Старший художник метнул взгляд над альбомом на своего младшего собрата.
- Что вы об этом знаете? Цвет тут ни при чём! Свет – вот что главное! Свет! Свет! На вашей палитре есть такой цвет, что передаст радость? Радость жизни, свойственную юности? Здоровью? Лёгкому нраву? Отважному сердцу? У меня такого цвета нет. Вот что я вижу, хочу схватить, закрепить на бумаге, но не могу! Не могу!
- Но, мистер Лэйнг! - запротестовала покрасневшая Клара. – Я могу позировать столько, сколько нужно, но ваши замечания … по-моему, они слишком личные.
- А вам лучше помолчать. Вы сейчас не личность, а натура, модель. И вас никто не спрашивает!
Бросив на неё свирепый взгляд, он повернулся к своему другу.
- Вы меня сильно обяжете, - просительно произнёс он, - если выскажетесь по этому поводу. Будьте добры, посмотрите на глаза этой модели и дайте мне совет. Не опускайте глаза, мисс Вуд! Смотрите прямо на него!
Она посмотрела – смущенно, но и с вызовом – и на это раз встретила оценивающий взгляд из-под низких бровей. Их взгляды встретились. В это краткое мгновенье Клара попыталась понять свои чувства и угадать его мысли, но не преуспела ни в том, ни в другом.
- Свет, а не цвет? Я прав? – спросил мистер Лэйнг, так как Эйкман молчал. – Надо пощадить бумагу, оставить её в покое, необременённой, словно «сердце девы, которому нет закона», или как тот лёгкий нрав, о котором я уже говорил.

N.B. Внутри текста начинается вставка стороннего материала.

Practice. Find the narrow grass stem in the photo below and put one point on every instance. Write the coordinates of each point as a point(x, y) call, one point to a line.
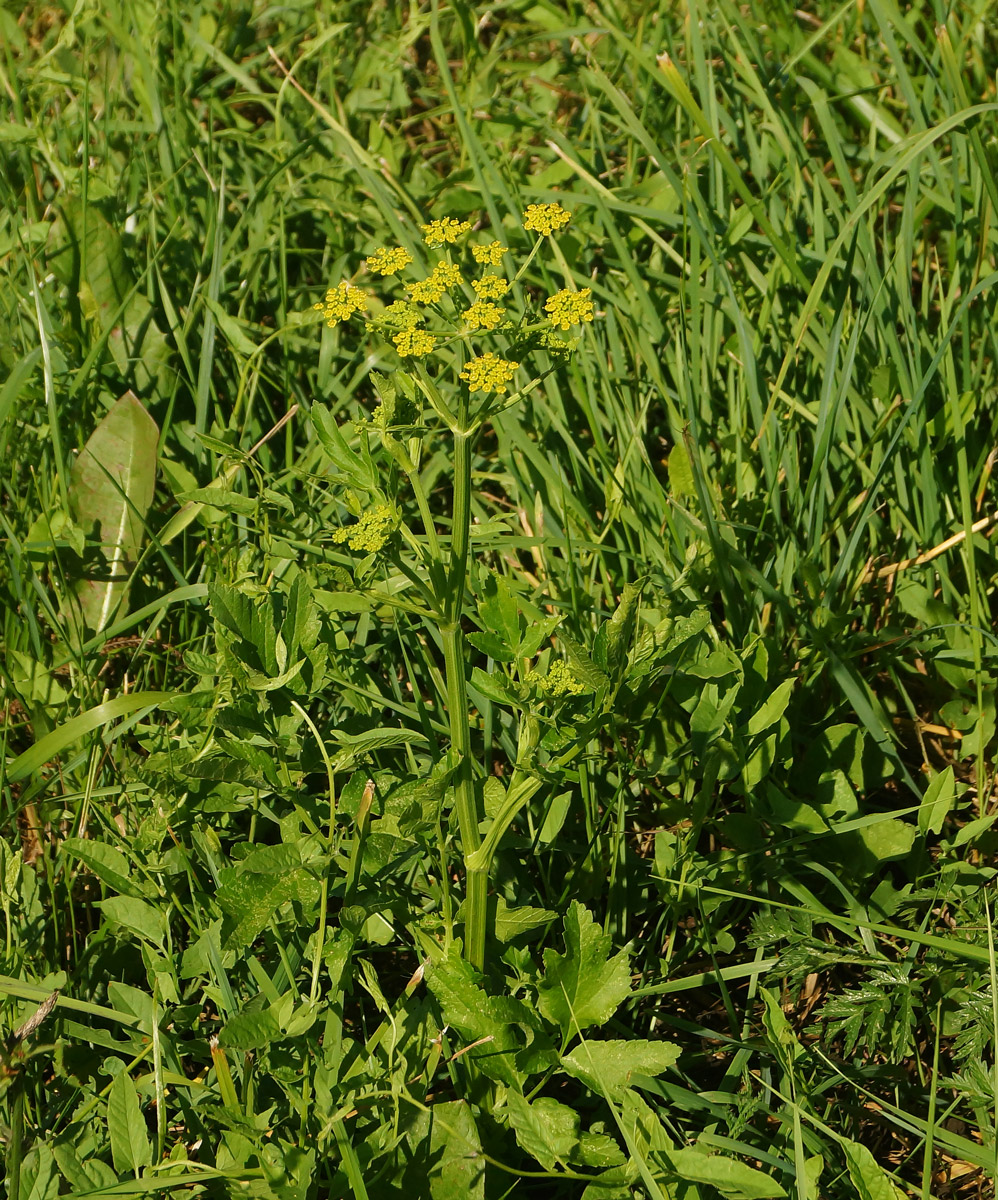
point(457, 700)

- Откуда вы знаете, что у меня лёгкий нрав? – воскликнула Клара с сердитым смехом. – Не рисуйте меня такими радужными красками!
- Немного больше радужных красок миру не повредит. С лёгким сердцем легко пройдёшь весь день, с тяжёлым – не пройдёшь и мили. Знаете об этом?
Он говорил с Кларой, но глядел на Эйкмана.
- Бывает, что отправляешься в путь с лёгким сердцем, - горько сказал Эйкман. – А к концу пути приходишь с тяжёлым.
- А это потому, что не надо смотреть только в одном направлении, на пыльную грязную дорогу. Надо оглядываться по сторонам и замечать цветы на обочине. Не шевелитесь, мисс Вуд! Не надо так вздёргивать подбородок, он у вас и так не маленький!
- Вы наверно хотите сказать, щёки не маленькие? – кротко спросила Клара. На что последовал ответ в том смысле, что и эта часть лица у неё тоже достаточно выдающаяся.
Когда Клара снова оказалась перед зеркалом в своей комнате, её глаза сияли.
«Да, руки у меня и правда не хуже, чем у неё», - подумала она, снимая свой русалочий наряд.